When a pack of upstarts uses his daughter's comatose state to make him do their bidding, he cannot but admire the elegance of fate.

IV.

"I am a monster," he tells his daughter, feeling the safety of memories threatening to leave him again. "And monsters should not allowed to exist in this world. Let me go."

On one level, he knows what he's doing, and that it is not real. But it might as well be; and in any case, who can argue that this is better? Living inside his head with his memories of Emily and the child that never was, instead of living with his very real daughter from another woman whom he has hurt in the past and undoubtedly will hurt again. It will be a living death, with his body continuing for however long the state will bother. There is a justice here, surely.

"You were a good man," Nadia says, raw grief in her voice. "And you can be again. I believe in you. Dad."
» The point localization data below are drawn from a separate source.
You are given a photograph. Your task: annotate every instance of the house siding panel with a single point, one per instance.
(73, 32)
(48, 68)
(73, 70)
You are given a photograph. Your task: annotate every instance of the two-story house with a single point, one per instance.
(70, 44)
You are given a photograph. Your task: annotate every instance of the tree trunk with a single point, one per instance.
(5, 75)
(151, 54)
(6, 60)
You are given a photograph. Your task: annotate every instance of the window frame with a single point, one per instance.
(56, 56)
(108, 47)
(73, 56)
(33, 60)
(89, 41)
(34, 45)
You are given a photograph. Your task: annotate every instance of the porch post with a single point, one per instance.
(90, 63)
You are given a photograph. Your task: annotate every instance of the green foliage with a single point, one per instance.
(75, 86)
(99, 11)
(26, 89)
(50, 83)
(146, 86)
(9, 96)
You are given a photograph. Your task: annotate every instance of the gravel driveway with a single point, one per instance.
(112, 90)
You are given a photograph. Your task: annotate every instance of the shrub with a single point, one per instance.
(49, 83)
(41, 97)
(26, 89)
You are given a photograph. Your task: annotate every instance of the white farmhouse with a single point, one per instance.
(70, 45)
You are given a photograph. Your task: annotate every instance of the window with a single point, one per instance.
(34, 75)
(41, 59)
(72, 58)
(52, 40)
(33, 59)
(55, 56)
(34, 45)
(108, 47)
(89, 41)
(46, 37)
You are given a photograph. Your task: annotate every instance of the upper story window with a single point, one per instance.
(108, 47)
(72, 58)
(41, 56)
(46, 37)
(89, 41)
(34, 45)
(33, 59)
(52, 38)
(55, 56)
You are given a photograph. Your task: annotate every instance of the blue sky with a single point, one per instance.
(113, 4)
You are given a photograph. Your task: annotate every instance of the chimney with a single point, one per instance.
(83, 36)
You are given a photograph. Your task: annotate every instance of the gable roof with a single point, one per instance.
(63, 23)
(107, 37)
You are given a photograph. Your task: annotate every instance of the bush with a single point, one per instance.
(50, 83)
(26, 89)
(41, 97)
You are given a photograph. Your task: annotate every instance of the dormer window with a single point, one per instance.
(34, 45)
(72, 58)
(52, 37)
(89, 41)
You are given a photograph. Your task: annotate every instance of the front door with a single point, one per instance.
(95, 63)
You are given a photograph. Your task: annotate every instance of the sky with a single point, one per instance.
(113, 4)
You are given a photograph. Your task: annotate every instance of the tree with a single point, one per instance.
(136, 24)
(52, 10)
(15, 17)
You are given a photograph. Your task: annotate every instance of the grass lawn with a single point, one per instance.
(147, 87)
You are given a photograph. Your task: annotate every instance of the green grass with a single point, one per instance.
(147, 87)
She called him a man of faith once. Faith means belief in the impossible. There is nothing he can do but to open his eyes, for never before has she been more his daughter.

V.

"Jacquelyn," he says finally, ending the teasing, and Emily, glowing, happier than even when they were first falling in love, laughs and agrees. They'll call their baby Jacquelyn. He puts his hand on Emily's belly, feels the movement and imagines telling Jack. He hasn't so far; Jack is in prison following the revelation of the late Laura Bristow's identity as Irina Derevko, KGB agent, but that ridiculous and cruel interlude will be over soon. Then Arvin will tell him, and they'll celebrate together, just as they did Sydney's birth. They'll ask Jack to come and live with them here, in Italy. Sydney and Jacquelyn will grow up as sisters. This is a miracle child, coming to them after all the doctors declared Emily could never carry a pregnancy to full term, and it means everything will get better now.

A month later, Emily lies in agony in a hospital bed. He has just seen the dead body of his child and thought that was the worst, but it turns out he was wrong again. The worst is Emily going through hell, and for the first time in their marriage shutting him out. The worst isn't him losing Jacquelyn, the worst is Emily losing her and losing her alone. He holds Emily, desperately, but she turns away from him, sobbing, and then she says:

"Never say that name again. Promise me, Arvin. Never say her name again."

The worst is something only family can do to you.